A ceux-là, sayyed Nasrallah a rappelé que quoi qu'ils fassent, la Palestine restera la cause centrale. Il a déclaré sur un ton solennel: «Exceptionnellement, je vais m'exprimer en tant que chiite cette fois-ci. Nous, les chiites de Ali ben Abi Taleb, affirmons que nous n'abandonnerons jamais la Palestine. Les divisions provoquées entre sunnites et chiites sont destinées à semer la discorde. L'attaque menée contre les chiites a pour objectif de leur faire oublier al-Qods (Jérusalem) et de les pousser à haïr les Palestiniens. Si nous allons nous concentrer sur nos divergences pour renforcer les rancunes et les jugements, alors nous ne sommes pas une nation qui mérite de vivre».
Une volonté inébranlable
S'adressant aux pays occidentaux et à «leurs instruments dans la région», le leader de la Résistance a réaffirmé que les chiites ne laisseront jamais tomber la cause palestinienne. «Dites que nous sommes des terroristes, des criminels, dites ce que vous voulez et tuez-nous sur tous les fronts... Nous, les chiites, ne laisserons jamais la Palestine.
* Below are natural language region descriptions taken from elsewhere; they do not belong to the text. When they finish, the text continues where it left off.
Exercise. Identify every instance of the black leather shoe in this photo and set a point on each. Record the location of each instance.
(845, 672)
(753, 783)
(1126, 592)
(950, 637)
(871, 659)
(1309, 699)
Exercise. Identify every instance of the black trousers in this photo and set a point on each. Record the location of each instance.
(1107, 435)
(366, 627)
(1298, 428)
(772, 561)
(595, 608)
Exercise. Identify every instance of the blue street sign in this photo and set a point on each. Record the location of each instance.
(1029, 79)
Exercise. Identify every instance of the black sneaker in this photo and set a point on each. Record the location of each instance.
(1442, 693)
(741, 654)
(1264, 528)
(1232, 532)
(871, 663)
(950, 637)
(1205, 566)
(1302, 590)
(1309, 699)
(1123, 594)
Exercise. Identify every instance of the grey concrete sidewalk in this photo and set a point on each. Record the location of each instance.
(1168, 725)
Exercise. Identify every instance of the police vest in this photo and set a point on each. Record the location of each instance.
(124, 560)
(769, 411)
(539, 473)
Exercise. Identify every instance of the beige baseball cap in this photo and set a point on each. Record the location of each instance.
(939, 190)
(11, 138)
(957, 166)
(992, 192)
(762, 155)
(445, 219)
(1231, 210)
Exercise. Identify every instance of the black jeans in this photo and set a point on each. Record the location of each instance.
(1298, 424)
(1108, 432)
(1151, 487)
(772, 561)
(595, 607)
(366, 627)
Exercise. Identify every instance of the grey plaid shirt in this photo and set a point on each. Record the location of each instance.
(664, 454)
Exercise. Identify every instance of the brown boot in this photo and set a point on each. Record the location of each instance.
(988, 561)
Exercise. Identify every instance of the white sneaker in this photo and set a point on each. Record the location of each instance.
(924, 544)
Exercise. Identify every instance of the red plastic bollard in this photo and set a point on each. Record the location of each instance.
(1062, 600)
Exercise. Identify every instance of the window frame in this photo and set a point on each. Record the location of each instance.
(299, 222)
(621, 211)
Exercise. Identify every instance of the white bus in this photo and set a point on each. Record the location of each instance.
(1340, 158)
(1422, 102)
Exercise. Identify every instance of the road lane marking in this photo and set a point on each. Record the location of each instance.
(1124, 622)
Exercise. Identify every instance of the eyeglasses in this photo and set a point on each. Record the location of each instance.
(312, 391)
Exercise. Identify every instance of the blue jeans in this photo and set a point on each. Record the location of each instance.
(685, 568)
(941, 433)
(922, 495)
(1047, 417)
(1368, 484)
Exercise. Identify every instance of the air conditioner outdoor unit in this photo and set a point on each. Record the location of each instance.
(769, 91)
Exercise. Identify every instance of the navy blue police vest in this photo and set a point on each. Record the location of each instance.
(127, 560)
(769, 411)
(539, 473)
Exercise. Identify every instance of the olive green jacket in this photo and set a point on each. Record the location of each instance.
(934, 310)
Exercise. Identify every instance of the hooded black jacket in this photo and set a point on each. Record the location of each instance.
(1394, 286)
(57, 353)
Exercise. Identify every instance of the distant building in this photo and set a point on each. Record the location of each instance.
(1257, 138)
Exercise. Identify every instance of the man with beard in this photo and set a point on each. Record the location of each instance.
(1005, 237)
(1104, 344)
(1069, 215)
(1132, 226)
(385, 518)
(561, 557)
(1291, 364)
Combattre Israël et défendre le Liban et la Palestine est une cause héritée de nos ancêtres, une cause que nous avons dans le sang, le Hezbollah n'oubliera jamais la Palestine», a-t-il martelé.
Dans son discours, sayyed Nasrallah a ignoré toutes les attaques et les critiques dont le Hezbollah fait l'objet, y compris de la part du président de la République, Michel Sleiman, qui a tenu, jeudi, un discours ambigu, sur les armes de la Résistance. A ceux qui tentent, désespérément, de semer la discorde entre le Hezbollah et l'Armée libanaise, en accusant le parti d'être derrière les roquettes tirées jeudi soir sur la région de Yarzé, sayyed Nasrallah a répondu: «La Résistance restera prête pour défendre le Liban aux côtés de l'Armée libanaise que nous saluons et nous rendons hommage à ses martyrs».
Le leader du Hezbollah a ensuite appelé à arrêter le bain de sang en Syrie, en Irak et au Pakistan, et à renforcer le dialogue pour trouver des solutions aux crises. Pointant un doigt accusateur en direction de «ceux qui soutiennent et financent» les takfiris, il a relevé que le sang coule là où sévissent ces groupes. «Ceux qui parrainent les groupes takfiris et les poussent au combat portent la responsabilité de la destruction des pays de la région», a-t-il estimé. «Mais leur projet vengeur sera voué à l'échec», a-t-il assuré, avant d'ajouter que, dans ce contexte, tout conflit confessionnel, politique, idéologique ne doit pas faire oublier la cause palestinienne.
L'apparition publique de sayyed Nasrallah et l'importance des messages exceptionnels qu'il a délivrés, ont vidé de son contenu le discours qu'a prononcé, quelques heures plus tard, l'ancien Premier ministre, Saad Hariri. Les propos du chef du Courant du futur, qui a dénoncé 45 fois les «armes du Hezbollah», sont apparus bien faibles devant le serment de sayyed Nasrallah de ne jamais oublier la Palestine.